42 O Manto Inexpugnável cobre uma área de 10 metros de diâmetro com escuridão total, na qual apenas o conjurador pode enxergar, ou pode cegar um alvo [R], sempre observada a duração padrão.
43 A Multitude Efêmera exige partir um espelho em pedaços ao atirá-lo ao chão, fazendo surgir cinco cópias ilusórias do conjurador, que permanecem próximas a este, produzindo sons e movimentando-se com certa independência. Quando o conjurador é atacado, role 1d6: com 1-5, nenhum dano é causado; 6 significa que o conjurador é atingido e o feitiço é quebrado. Ataques que possam acertar o conjurador e as imagens ao mesmo tempo (como uma saraivada de flechas ou o sopro de um dragão) também cancelam os efeitos.
44 O Olhar da Górgona é conjurada enquanto se leva ao rosto uma máscara de pedra, reproduzindo o lendário poder de petrificar um alvo de Nível igual ou inferior [R]. O processo se inicia pelos pés, durando três turnos, e em cada um o alvo tem direito a um teste; ao passar em um deles, o alvo liberta-se de imediato.
45 O Olho Arcano faz com que um terceiro olho se abra na testa do conjurador, pelo qual se podem perceber feitiços em andamento e identificar artefatos mágicos dentro do alcance, bem como estimar seus poderes após uma breve análise. Permite ver através d'O Manto Inexpugnável e de ilusões mágicas.
46 O Passo nas Trevas permite ao conjurador adentrar uma sombra e reaparecer em outra, desde que ambas sejam ao menos do seu tamanho, uma a até 10 metros da outra, e possa ver o destino. 

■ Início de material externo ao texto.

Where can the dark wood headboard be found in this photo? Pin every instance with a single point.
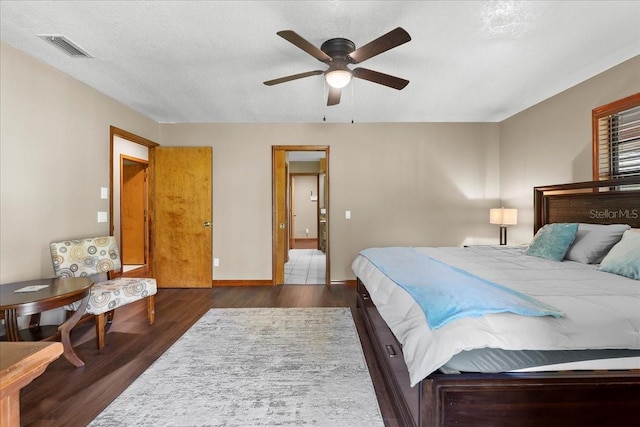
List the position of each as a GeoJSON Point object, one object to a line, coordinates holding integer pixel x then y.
{"type": "Point", "coordinates": [596, 202]}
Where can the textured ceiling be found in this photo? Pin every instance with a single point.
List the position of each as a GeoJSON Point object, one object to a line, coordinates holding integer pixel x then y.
{"type": "Point", "coordinates": [205, 61]}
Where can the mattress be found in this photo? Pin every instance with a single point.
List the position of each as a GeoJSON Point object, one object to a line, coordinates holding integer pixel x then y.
{"type": "Point", "coordinates": [602, 311]}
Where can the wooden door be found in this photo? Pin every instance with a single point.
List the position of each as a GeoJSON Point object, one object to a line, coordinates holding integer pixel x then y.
{"type": "Point", "coordinates": [133, 210]}
{"type": "Point", "coordinates": [181, 216]}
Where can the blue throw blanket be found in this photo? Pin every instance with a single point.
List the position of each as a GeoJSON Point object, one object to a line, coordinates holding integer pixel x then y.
{"type": "Point", "coordinates": [447, 293]}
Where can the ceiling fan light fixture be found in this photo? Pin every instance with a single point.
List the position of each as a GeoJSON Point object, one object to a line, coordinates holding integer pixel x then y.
{"type": "Point", "coordinates": [338, 78]}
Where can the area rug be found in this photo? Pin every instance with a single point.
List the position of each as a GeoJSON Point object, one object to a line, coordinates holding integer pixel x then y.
{"type": "Point", "coordinates": [255, 367]}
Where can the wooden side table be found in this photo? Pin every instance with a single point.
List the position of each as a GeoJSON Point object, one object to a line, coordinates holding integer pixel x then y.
{"type": "Point", "coordinates": [20, 363]}
{"type": "Point", "coordinates": [58, 292]}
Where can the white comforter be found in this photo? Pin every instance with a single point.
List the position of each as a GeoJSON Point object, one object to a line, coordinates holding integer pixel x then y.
{"type": "Point", "coordinates": [602, 309]}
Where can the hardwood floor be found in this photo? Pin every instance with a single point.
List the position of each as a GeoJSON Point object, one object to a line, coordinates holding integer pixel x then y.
{"type": "Point", "coordinates": [69, 396]}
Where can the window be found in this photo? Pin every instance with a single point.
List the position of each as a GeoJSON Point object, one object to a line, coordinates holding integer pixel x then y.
{"type": "Point", "coordinates": [616, 139]}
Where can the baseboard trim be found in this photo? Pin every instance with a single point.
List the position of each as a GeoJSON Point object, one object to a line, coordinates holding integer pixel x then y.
{"type": "Point", "coordinates": [241, 283]}
{"type": "Point", "coordinates": [270, 283]}
{"type": "Point", "coordinates": [351, 282]}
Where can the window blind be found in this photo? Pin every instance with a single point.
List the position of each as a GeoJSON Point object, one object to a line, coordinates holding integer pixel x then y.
{"type": "Point", "coordinates": [618, 144]}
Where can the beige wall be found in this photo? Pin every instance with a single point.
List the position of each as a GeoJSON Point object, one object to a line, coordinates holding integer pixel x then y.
{"type": "Point", "coordinates": [404, 183]}
{"type": "Point", "coordinates": [54, 157]}
{"type": "Point", "coordinates": [550, 143]}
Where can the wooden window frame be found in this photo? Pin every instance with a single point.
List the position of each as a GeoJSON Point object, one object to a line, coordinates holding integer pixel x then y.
{"type": "Point", "coordinates": [604, 111]}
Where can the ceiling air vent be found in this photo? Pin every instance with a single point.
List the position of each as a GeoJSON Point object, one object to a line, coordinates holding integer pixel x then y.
{"type": "Point", "coordinates": [65, 44]}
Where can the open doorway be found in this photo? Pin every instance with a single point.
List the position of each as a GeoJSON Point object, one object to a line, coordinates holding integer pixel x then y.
{"type": "Point", "coordinates": [301, 215]}
{"type": "Point", "coordinates": [134, 235]}
{"type": "Point", "coordinates": [306, 261]}
{"type": "Point", "coordinates": [129, 154]}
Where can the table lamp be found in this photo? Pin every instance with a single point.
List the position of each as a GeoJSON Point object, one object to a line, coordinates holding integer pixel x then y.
{"type": "Point", "coordinates": [503, 217]}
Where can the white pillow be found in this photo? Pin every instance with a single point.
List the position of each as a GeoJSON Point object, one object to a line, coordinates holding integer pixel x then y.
{"type": "Point", "coordinates": [593, 242]}
{"type": "Point", "coordinates": [624, 258]}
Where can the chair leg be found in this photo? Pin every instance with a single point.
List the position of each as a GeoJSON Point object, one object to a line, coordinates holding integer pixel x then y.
{"type": "Point", "coordinates": [151, 309]}
{"type": "Point", "coordinates": [100, 320]}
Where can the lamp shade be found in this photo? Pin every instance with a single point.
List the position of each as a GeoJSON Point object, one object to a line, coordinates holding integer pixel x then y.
{"type": "Point", "coordinates": [502, 216]}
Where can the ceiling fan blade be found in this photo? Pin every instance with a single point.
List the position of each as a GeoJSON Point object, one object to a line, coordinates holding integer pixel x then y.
{"type": "Point", "coordinates": [380, 78]}
{"type": "Point", "coordinates": [383, 43]}
{"type": "Point", "coordinates": [334, 96]}
{"type": "Point", "coordinates": [293, 77]}
{"type": "Point", "coordinates": [303, 44]}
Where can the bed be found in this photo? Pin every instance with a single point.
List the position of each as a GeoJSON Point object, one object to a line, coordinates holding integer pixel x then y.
{"type": "Point", "coordinates": [602, 391]}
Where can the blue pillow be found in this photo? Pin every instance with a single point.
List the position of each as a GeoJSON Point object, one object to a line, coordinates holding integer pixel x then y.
{"type": "Point", "coordinates": [624, 258]}
{"type": "Point", "coordinates": [553, 240]}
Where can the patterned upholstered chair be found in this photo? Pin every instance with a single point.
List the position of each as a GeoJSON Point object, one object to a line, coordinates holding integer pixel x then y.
{"type": "Point", "coordinates": [96, 258]}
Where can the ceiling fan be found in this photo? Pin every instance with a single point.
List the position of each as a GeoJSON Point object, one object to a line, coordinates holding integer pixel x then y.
{"type": "Point", "coordinates": [338, 53]}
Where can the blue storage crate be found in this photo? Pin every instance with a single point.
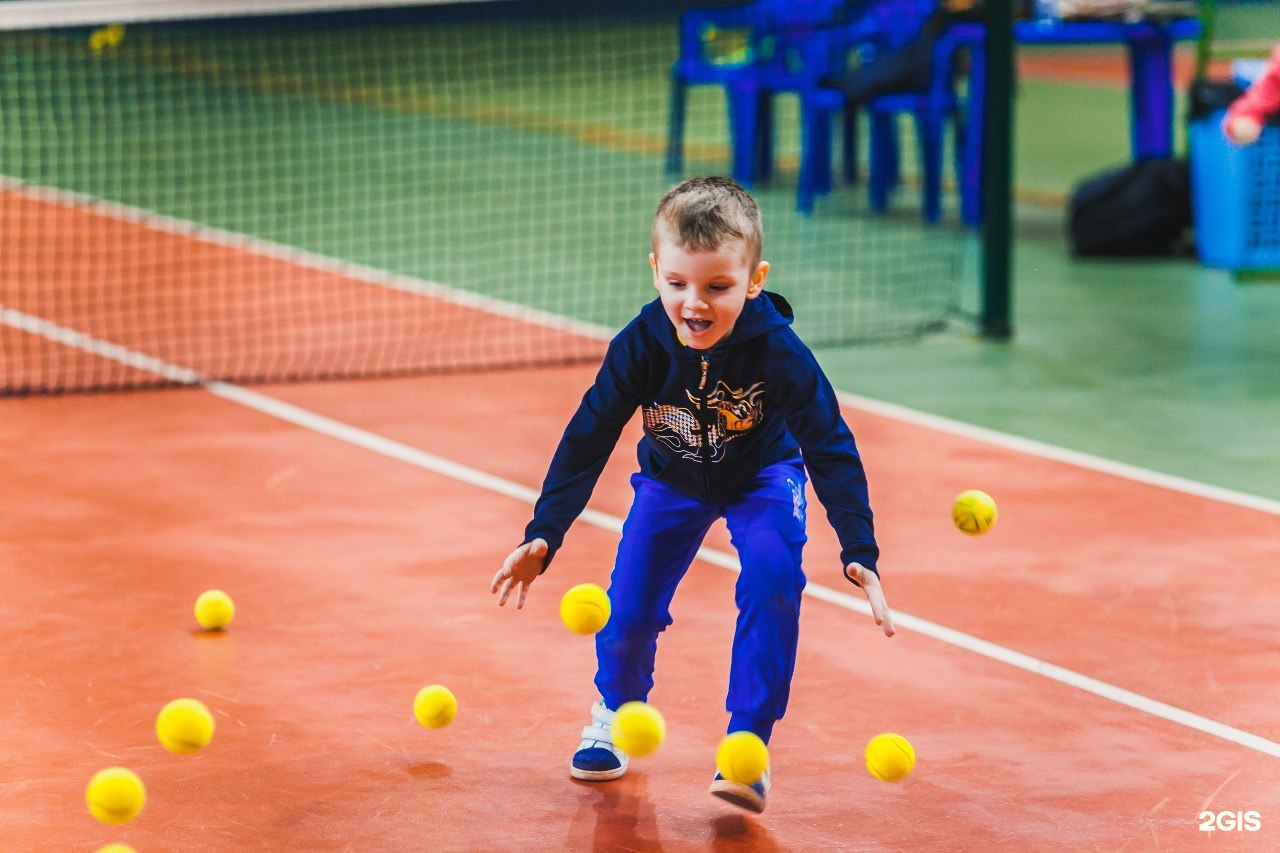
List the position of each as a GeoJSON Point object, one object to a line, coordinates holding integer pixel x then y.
{"type": "Point", "coordinates": [1235, 196]}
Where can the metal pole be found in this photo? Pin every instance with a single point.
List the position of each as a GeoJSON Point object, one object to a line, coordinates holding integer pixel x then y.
{"type": "Point", "coordinates": [997, 236]}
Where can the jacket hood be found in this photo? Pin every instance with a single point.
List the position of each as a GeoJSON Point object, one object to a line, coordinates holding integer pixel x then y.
{"type": "Point", "coordinates": [763, 314]}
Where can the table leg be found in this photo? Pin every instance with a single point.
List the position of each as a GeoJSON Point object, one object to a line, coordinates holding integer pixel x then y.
{"type": "Point", "coordinates": [1151, 97]}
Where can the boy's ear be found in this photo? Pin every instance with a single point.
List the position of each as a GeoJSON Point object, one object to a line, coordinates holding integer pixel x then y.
{"type": "Point", "coordinates": [757, 284]}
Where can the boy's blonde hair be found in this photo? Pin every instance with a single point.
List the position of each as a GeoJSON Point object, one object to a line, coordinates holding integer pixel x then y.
{"type": "Point", "coordinates": [703, 214]}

51 O Pavor Rastejante é lançado enquanto o conjurador amassa um punhado de asas de barata ou coisas igualmente desagradáveis; em poucos segundos a área dentro do alcance é tomada por inúmeros ratos, baratas, vermes ou similares. A horda é inofensiva, mas causa um profundo desespero em outros dentro da área, que tentarão sair dali como puderem [R]; criaturas do submundo, dentre outras, não são tão impressionáveis. Finda a duração, os bichos se vão tão rapidamente quanto vieram.
52 Quimeras e Sussurros cria imagens e sons, tendo como limites o tamanho de um urso e o volume de seu rugido. Alvos desconfiados podem perceber o truque [R]; imagens se desvanecem quando tocadas.
53 O Retorno ao Pó 
corrói um objeto do tamanho máximo de uma pessoa, inutilizando-o completamente (pode ser usado, por exemplo, em uma coluna, ameaçando a estrutura de uma construção), ou inflige 2d6 de dano a um alvo, inclusive construtos [R]. Alvos atingidos por este feitiço cujos PVs chegam a 0 são reduzidos a cinzas, deixando intactos apenas artefatos mágicos que tenham consigo.
54 A Ruína de Ninrode torna ininteligíveis as palavras e os gestos daqueles que o conjurador escolher, dentro do alcance padrão [R].
55 A Semeadura de Cadmo é lançado sobre uma ou mais presas de dragão atiradas ao solo, originando-se de cada uma delas um Esparto -- um esqueleto armado com espada e escudo, mais habilidoso que muitos guerreiros (Nível 2, dano 1d6, proteção 1, ou 4 contra armas afiadas). Eles são fieis ao conjurador e cumprirão qualquer comando até que sejam destruídos; sem tarefas para cumprir, permanecerão inertes, atacando somente para se defender.
56 A Sombra Rebelada é invocado quando o conjurador lança pó de enxofre sobre a sombra de um alvo de Nível igual ou inferior, fazendo com que ela se levante e adquira substância, determinada a matar seu dono; ela possui os mesmos Nível, PVs atuais e armamentos do alvo, mas não reproduz poderes ou itens mágicos. 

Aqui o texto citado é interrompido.